Markdown Author: Jessie Bell, 2023
Libraries Used: none
Answers: plum
nereisData <- read.table("Nereis.txt", header = T, sep="\t")
names(nereisData)
## [1] "concentration" "biomass" "nutrient"
Cleveland dotplots are useful for determining outliers and violations of homogeneity in the dataset. The points aren’t entirely far from one another, so you can see that there is not a violation of outliers. There seem to be violations in homogeneity though, because the spread of the circle nutrients is much closer together than the second and third. You can also see here that the mean value for nutrient two seems to be larger than the other two, so we can assume this will be a key player in our regression.

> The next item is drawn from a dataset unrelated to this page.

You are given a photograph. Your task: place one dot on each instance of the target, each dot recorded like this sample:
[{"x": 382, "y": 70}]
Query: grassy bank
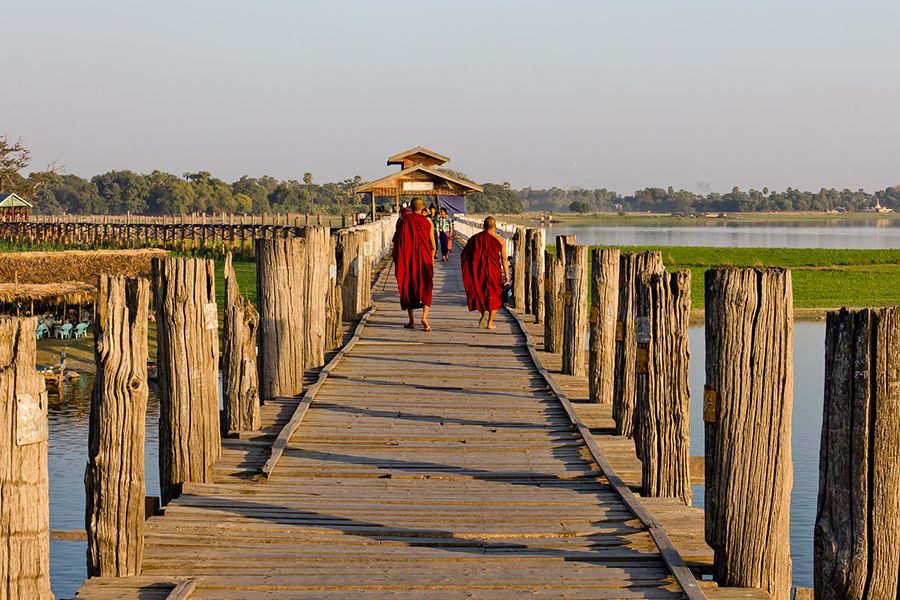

dotchart(nereisData$concentration,
groups=factor(nereisData$nutrient),
ylab = "Order of Observations",
xlab = "Concentration",
main = "Cleveland Dotplot",
pch = nereisData$nutrient)
Figure 1: Conditional Cleveland dotplot of Nereis concentration on nutrient with values 1, 2, and 3. Different symbols were used and the graph suggests violation of homogeneity. The x-axis shows the value at a particular observation and the y shows the observation.
Each panel below is a scatterplot of two variables. The graph does not show any obvious relationships between concentration and biomass, but there seems to be a clear relationship between concentration and nutrients. You can make even more intricate pairplots by using ?pairs in R.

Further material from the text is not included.